This debate about education that you want me to engage in has become deeply frustrating.
|From the New York Post|
I get that.
But when I take your arguments seriously enough to respond with my views, time and time again, you have ignored my responses.
So, I don’t understand why you keep trying to engage me.
You’re now sending poorly sourced photo collages that attempt to link the AG’s daughter’s marriage to ideas you don’t like in education.
The first time you did that, I sent a point-by-point rebuttal.
The second collage didn’t offer anything new.

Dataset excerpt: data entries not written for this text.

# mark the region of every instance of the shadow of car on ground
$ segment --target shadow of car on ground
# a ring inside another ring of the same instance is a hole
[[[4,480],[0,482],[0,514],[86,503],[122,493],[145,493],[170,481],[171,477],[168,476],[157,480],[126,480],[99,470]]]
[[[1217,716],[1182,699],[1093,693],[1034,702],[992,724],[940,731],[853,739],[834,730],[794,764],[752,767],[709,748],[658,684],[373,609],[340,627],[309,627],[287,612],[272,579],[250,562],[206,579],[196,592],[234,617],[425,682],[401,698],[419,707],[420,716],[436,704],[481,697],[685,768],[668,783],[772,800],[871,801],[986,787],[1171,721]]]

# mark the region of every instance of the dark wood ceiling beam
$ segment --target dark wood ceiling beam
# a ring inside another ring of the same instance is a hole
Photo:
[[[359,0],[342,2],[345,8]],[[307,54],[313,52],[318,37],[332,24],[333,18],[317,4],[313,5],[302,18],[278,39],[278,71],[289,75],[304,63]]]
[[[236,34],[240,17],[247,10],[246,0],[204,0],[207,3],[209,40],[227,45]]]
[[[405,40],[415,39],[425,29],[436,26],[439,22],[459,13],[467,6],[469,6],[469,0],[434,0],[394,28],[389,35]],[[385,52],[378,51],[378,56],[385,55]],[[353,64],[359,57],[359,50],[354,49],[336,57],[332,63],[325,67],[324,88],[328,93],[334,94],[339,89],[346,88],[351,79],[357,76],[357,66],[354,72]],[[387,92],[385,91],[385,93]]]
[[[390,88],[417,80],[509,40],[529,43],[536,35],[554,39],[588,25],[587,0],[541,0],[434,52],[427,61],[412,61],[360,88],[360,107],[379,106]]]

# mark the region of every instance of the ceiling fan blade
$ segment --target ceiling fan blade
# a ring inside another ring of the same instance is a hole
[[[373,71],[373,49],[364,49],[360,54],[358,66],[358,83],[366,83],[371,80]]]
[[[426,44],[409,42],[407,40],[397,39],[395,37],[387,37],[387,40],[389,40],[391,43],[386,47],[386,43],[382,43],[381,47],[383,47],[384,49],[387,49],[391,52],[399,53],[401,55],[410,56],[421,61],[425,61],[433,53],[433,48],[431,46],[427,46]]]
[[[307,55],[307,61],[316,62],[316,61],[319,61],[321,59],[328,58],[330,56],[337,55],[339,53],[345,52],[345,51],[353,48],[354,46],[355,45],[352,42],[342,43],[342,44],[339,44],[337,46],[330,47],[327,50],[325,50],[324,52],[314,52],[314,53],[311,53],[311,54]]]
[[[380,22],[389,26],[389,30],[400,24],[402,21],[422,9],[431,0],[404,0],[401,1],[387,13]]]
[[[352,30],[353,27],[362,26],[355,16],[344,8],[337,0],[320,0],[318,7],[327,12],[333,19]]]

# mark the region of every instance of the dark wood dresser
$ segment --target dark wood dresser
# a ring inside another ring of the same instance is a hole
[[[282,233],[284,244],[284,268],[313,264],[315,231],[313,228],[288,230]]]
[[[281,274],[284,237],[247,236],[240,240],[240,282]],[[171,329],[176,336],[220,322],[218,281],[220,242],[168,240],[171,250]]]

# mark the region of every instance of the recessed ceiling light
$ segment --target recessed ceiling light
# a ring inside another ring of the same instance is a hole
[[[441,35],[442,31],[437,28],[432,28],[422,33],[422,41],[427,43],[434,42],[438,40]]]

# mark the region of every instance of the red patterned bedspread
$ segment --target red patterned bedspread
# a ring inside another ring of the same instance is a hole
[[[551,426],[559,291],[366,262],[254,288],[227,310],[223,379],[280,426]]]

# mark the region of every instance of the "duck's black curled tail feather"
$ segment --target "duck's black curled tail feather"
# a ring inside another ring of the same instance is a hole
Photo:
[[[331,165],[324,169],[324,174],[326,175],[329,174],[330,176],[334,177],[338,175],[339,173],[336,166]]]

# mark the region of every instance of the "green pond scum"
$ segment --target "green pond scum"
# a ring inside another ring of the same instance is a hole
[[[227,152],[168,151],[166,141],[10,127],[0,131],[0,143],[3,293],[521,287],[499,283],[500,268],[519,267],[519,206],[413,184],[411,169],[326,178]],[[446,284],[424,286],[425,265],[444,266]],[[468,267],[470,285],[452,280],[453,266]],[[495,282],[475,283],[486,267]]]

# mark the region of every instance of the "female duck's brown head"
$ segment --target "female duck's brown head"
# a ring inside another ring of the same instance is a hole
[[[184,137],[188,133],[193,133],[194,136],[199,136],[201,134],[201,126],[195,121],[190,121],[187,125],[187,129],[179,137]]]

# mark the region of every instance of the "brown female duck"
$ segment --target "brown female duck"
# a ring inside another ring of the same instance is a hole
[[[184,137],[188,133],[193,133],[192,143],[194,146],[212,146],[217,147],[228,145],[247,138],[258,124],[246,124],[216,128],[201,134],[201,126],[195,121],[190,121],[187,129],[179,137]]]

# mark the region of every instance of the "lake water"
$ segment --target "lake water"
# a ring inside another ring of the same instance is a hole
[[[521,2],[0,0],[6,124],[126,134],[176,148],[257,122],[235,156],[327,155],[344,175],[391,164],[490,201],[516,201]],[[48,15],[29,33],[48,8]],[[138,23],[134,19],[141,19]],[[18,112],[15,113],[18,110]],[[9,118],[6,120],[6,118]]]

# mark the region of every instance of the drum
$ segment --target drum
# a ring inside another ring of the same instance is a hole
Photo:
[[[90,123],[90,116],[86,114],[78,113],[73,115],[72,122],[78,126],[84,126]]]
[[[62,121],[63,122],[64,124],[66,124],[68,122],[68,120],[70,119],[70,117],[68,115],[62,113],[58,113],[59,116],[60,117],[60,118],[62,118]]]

No. There’s no conflict. I already explained why there’s no conflict.
But here I go again…
The suggestion of links to CRT is completely manufactured. The AG’s son-in-law founded a firm that contributes to social-emotional learning programs.
Sure, a bunch of conservatives have objected to social-emotional learning. But just because conservatives don’t like it, doesn’t make it CRT.
And there it is! I keep coming back to this non-conversation. I shouldn’t, but I do because I find it troubling to see how you have been drawn into this movement to delegitimize education.
I’m sure you don’t see what you’re doing as an effort to delegitimize education, but on more than one occasion you have said (or written) that parents should have the final say in what gets taught in school.
Let me clear: That is absolutely wrong.
Parents are not education professionals. The people who decide what gets taught in school should be education professionals. Anyone who says otherwise is working to delegitimize education.
Look at the debate in the Virginia governor’s race right now. The GOP candidate just put out a campaign ad featuring a mother who was upset that the governor vetoed a bill that would allow parents to opt their kids out of reading books that parents don’t want their children reading. The mother in the ad spearheaded the effort to get that bill passed.
The book at the center of that mother’s complaint was the Nobel-prize winning novel Beloved by Toni Morrison, and the child who complained about it was a high school senior in AP English. He claimed the brutal descriptions of slavery gave him nightmares.
I do not want that kid’s parents to have any say in what gets taught in the public schools. They are dangerously ignorant people who couldn’t figure out how to help their 17-year-old AP English student son navigate a literary telling of slavery. They are the type of people who would get up and read the most shocking parts of Morrison’s book out of context in front of a school board meeting and they would use the shock to insist that the material has no place in the public schools.
Those parents’ effort to use legislation to keep a book out of their child’s hands is what gives me nightmares.
And the Virginia state legislature passed the bill! Twice!! It had to be vetoed (twice) to keep the book a required part of the AP English curriculum. They attempted to move mountains just to keep American author Toni Morrison’s award-winning novel out of their child’s hands.
And those parents are not part of a grassroots movement. They are well-known Republican activists. Their son worked (briefly) for the Trump administration.
And here’s where we get to another part of this mess that troubles me. You have been led to believe that this is a grassroots movement of frustrated parents who are being denied a voice. You think these parents arrived at these positions independently and they are simply concerned about their kids’ schools. And what’s worse than that, in your view, is that the powerful school boards are silencing these parents. They are using the incredible power of their school board appointments to shut these parents out of the decision-making process.
Put aside the fact that such a view grossly overestimates the role of a school board. Instead, pay attention to the oddly consistent message that these diverse groups of parents are sharing across the country. That should be enough to clue you in that this is not a grassroots movement. It is a well-funded political movement with leaders who have deftly coordinated on-the-ground community organizers. Organizations in the movement include Citizens Renewing America, the Manhattan Institute, Parents Defending Education, Turning Point USA, and Prager University (not an actual university, btw). These organizations have assembled toolkits that provide talking points and strategies for making these wedge issues the only thing that a school board can deal with, and they launched these efforts while school districts were trying to figure out how to safely reopen.
You think parents are frustrated? Imagine school administrators trying to open their institutions at the tail end of a pandemic only to have parents interrupt every public meeting with shouting arguments about a fringe issue. Oh, I’m sorry those parents weren’t all greeted with open arms, but their new pet issue wasn’t the only business on the agenda.
This is all to say, I think you have an incomplete understanding of the issue and I am frustrated that when I try to show you the bigger picture, you respond with some version of “But the children! Won’t anybody think of the children?”
It’s fear mongering, and that isn’t what should drive conversations about education.